Yes, there is a way to throttle the network in Playwright. In fact, Playwright provides a way to emulate various network conditions using the browserContext.route()
method. You can intercept network requests and use this to emulate slow network conditions, or throttle the network.
Here is how you could do it:
const { chromium } = require('playwright');
(async () => {
const browser = await chromium.launch();
const context = await browser.newContext();
// Register a route that slows down network requests.
await context.route('**', (route, request) => {
// Slow down network request by 2000 milliseconds.
setTimeout(() => {
route.continue();
}, 2000);
});
const page = await context.newPage();
await page.goto('https://example.com');
// ...
await browser.close();
})();
In the above JavaScript example, we're using the route()

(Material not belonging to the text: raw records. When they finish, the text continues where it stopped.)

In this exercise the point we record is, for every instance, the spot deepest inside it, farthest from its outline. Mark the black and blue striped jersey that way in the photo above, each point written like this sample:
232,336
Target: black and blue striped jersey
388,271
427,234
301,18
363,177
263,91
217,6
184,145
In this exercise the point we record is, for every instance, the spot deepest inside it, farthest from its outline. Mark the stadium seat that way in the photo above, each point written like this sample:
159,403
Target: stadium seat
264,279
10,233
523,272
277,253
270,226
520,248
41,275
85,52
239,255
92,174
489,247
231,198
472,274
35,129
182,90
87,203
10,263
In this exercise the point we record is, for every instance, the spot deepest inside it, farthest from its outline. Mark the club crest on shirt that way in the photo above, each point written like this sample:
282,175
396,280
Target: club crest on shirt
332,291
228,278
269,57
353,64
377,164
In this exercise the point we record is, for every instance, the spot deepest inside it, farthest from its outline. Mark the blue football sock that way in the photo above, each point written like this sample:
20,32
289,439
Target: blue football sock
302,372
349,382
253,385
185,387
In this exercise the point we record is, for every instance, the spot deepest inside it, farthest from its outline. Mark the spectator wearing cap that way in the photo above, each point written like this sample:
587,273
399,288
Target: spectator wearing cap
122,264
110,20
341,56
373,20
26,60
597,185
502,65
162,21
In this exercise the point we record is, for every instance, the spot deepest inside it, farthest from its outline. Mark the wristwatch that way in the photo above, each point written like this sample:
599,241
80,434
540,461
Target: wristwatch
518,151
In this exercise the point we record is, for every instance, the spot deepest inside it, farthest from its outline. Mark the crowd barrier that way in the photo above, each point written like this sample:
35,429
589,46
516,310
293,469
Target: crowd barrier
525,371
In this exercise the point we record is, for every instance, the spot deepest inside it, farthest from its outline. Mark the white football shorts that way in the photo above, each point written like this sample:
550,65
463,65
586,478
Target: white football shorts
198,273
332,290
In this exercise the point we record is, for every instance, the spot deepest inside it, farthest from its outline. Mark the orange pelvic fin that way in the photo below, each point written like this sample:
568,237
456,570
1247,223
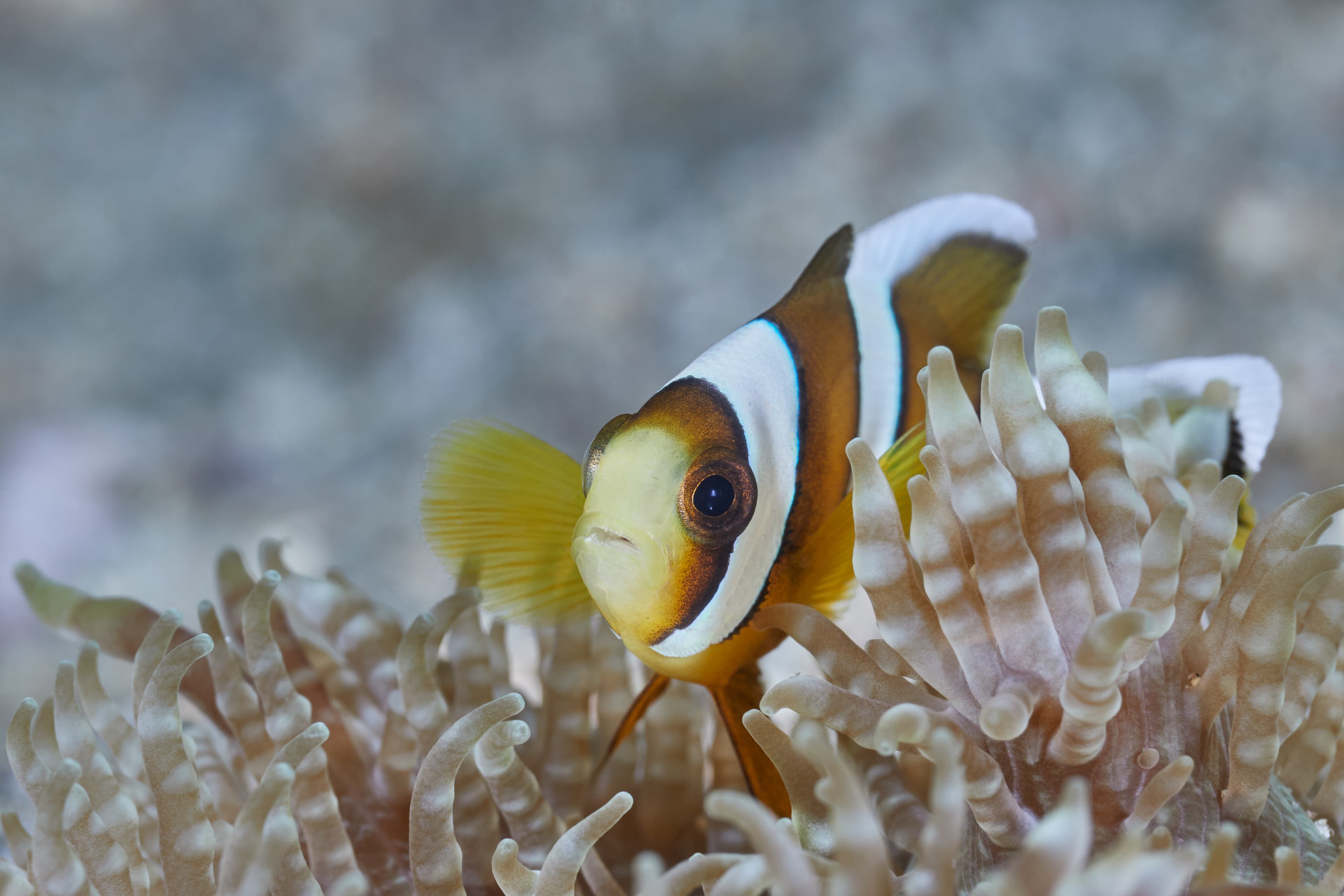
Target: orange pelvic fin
652,691
744,692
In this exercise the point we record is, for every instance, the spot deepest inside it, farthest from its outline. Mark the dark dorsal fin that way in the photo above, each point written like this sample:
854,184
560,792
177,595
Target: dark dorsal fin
832,260
955,298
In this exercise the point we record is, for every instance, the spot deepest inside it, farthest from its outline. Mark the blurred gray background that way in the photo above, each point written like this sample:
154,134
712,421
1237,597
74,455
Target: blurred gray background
254,253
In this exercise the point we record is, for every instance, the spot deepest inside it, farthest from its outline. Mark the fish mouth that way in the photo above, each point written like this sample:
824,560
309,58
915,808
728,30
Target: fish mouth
623,567
604,538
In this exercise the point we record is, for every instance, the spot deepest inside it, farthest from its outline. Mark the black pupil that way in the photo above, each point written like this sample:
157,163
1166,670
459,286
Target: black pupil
714,496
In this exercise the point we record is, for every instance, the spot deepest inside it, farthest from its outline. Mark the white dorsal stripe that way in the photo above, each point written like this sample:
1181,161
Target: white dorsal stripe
885,253
755,370
1260,393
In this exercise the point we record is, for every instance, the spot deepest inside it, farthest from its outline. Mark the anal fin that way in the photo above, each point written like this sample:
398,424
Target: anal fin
826,572
744,692
652,691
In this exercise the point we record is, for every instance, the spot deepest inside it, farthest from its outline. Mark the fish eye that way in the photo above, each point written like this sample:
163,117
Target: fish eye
714,496
718,498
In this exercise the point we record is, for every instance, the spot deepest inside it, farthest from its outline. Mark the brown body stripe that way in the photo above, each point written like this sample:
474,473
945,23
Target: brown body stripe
704,418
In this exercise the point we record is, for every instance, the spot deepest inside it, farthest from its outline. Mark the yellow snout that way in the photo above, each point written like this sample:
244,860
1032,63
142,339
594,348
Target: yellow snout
625,572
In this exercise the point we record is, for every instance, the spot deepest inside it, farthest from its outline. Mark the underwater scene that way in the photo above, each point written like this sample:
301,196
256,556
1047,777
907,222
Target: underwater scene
656,449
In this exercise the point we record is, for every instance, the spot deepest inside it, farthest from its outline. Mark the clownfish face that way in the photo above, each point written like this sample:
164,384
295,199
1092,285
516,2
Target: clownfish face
667,496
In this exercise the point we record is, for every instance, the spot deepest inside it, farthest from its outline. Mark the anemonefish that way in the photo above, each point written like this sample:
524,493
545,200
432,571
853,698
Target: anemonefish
1224,407
728,491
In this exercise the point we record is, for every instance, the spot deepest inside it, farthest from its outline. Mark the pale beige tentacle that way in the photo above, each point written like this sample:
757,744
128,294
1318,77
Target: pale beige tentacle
187,840
436,858
1081,410
995,808
883,566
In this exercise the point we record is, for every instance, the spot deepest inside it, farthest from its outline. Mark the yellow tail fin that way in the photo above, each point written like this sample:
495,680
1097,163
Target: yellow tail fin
955,298
826,564
507,502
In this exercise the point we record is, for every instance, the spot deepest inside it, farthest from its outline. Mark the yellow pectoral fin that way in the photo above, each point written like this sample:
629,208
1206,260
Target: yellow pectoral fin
826,564
506,502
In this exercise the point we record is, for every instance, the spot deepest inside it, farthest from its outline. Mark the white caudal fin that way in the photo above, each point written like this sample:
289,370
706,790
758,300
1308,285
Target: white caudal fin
1259,393
890,250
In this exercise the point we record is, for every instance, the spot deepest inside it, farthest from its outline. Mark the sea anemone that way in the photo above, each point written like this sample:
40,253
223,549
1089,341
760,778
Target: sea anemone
1045,664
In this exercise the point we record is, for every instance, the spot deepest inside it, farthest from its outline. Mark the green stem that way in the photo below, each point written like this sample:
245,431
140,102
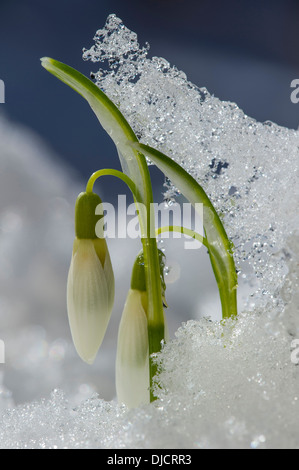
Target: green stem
185,231
111,172
155,314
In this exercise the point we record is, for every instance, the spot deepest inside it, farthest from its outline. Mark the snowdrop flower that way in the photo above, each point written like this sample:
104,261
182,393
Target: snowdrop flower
90,285
132,358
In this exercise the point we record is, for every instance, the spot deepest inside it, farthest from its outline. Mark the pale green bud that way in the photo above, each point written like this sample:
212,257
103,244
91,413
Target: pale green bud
132,358
90,285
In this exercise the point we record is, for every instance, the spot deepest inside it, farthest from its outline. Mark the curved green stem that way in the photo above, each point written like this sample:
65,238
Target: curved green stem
185,231
111,172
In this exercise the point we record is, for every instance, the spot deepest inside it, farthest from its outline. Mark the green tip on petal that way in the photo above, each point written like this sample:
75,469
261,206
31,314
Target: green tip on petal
85,215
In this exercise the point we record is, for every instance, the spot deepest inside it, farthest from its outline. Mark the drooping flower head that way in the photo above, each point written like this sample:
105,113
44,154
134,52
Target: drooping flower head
90,286
132,359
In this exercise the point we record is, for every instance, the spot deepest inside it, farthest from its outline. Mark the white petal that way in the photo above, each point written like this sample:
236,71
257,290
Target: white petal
110,280
132,360
87,300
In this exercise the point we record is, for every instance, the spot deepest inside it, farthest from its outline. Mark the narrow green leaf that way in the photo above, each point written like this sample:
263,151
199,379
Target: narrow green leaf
220,247
109,116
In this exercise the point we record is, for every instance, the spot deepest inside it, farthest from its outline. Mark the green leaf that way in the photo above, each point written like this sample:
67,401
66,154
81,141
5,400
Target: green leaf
109,116
220,247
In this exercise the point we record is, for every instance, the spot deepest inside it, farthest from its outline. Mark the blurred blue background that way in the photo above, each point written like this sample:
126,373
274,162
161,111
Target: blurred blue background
241,51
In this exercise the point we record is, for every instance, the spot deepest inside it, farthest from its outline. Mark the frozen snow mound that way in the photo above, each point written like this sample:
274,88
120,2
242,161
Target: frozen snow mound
220,385
249,169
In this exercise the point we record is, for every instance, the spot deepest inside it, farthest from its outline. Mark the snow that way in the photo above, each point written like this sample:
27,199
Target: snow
221,385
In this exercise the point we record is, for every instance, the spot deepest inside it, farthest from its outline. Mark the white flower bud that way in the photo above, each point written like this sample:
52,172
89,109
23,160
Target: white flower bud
132,359
90,294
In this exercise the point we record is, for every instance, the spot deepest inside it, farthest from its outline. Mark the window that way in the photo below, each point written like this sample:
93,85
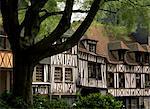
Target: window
110,79
92,48
58,74
147,80
40,73
138,80
121,80
121,55
99,75
4,43
92,70
68,75
146,58
138,57
69,51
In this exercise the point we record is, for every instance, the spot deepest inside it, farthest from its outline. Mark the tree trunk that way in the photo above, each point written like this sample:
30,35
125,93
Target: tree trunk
22,78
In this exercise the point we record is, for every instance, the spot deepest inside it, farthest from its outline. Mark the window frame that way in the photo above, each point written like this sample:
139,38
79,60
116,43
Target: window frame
71,75
40,73
56,74
110,84
91,70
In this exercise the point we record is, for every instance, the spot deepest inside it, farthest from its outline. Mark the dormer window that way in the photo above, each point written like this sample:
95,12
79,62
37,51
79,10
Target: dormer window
92,45
138,57
121,55
4,44
92,48
146,58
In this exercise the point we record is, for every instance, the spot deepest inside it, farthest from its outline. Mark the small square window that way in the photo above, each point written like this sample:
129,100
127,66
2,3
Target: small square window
110,80
138,80
58,74
92,48
40,73
92,70
68,75
121,80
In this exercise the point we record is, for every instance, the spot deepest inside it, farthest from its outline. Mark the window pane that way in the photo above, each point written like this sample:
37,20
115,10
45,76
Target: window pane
138,81
58,74
121,80
40,72
92,48
92,70
68,74
110,79
99,75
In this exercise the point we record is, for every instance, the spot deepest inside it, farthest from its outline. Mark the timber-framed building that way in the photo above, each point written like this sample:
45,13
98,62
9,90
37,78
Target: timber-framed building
96,64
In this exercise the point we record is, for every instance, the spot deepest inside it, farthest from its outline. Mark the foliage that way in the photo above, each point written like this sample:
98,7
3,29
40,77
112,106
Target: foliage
98,101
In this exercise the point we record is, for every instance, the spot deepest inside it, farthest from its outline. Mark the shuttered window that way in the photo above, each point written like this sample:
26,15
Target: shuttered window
68,75
110,80
92,48
121,80
58,74
40,73
99,75
147,80
138,80
92,70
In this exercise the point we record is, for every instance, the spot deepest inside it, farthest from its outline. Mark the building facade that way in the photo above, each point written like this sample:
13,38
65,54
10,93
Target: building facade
96,64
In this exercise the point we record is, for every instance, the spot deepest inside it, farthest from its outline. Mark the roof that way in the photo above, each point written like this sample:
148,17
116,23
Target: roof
146,47
117,45
136,47
98,35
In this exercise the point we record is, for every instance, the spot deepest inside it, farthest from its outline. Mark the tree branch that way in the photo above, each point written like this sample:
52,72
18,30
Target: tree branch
47,14
73,40
31,22
138,4
61,28
11,22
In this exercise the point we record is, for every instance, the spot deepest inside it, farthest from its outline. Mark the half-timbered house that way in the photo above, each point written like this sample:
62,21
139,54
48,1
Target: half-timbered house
128,74
95,64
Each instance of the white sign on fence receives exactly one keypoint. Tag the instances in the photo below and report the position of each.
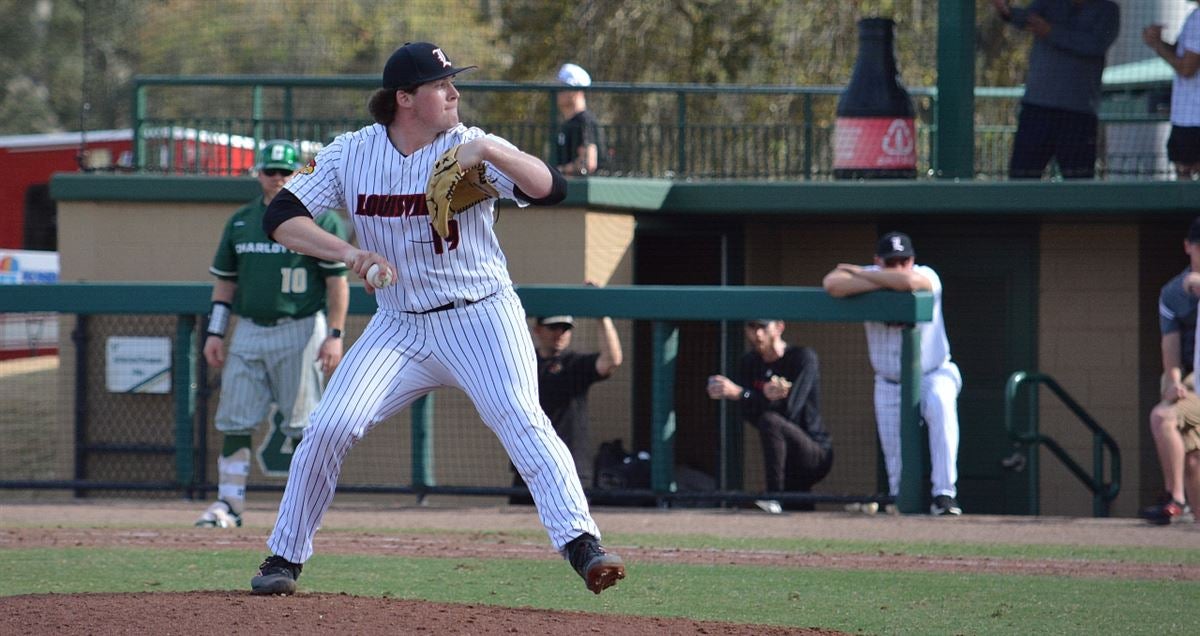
(137, 365)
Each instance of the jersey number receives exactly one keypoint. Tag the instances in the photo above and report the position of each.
(294, 280)
(451, 240)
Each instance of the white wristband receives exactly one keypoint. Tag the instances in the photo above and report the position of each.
(219, 318)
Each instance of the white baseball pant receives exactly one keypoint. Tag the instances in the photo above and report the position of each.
(939, 408)
(484, 349)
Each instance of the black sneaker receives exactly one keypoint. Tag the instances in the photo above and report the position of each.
(599, 569)
(1168, 511)
(945, 504)
(276, 575)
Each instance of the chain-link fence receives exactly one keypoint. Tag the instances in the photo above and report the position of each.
(803, 43)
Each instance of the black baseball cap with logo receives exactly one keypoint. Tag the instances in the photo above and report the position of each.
(415, 64)
(551, 321)
(1194, 231)
(894, 245)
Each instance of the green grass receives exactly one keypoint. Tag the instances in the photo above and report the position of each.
(855, 601)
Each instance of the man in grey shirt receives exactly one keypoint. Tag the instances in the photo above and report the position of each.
(1062, 87)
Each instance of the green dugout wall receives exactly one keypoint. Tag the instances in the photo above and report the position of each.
(1059, 277)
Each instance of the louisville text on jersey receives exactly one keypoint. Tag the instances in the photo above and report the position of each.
(391, 205)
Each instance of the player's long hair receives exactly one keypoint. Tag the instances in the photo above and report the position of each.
(382, 106)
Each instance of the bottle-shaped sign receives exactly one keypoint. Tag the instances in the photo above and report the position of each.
(875, 136)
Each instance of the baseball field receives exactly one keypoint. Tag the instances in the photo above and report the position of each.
(119, 567)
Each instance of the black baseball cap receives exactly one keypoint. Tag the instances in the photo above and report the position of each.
(1194, 231)
(562, 319)
(415, 64)
(894, 245)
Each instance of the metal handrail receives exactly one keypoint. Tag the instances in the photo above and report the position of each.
(1103, 493)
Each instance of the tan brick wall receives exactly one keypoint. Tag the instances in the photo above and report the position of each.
(1089, 343)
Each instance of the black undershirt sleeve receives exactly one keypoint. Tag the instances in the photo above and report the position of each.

method to intercept all network requests (as specified by '**'). For each intercepted request, we delay its continuation by 2000 milliseconds (2 seconds), effectively simulating a slow network connection.
Please note that Playwright doesn't provide built-in functionality to simulate different network speed like Chrome DevTools. But you can achieve similar effect by manually controlling how and when network requests are handled.
Also, keep in mind that this type of network throttling operates at the application level and doesn't accurately simulate network conditions at the system level. For more accurate simulation of network conditions, you might need to use network conditioning tools provided by the operating system.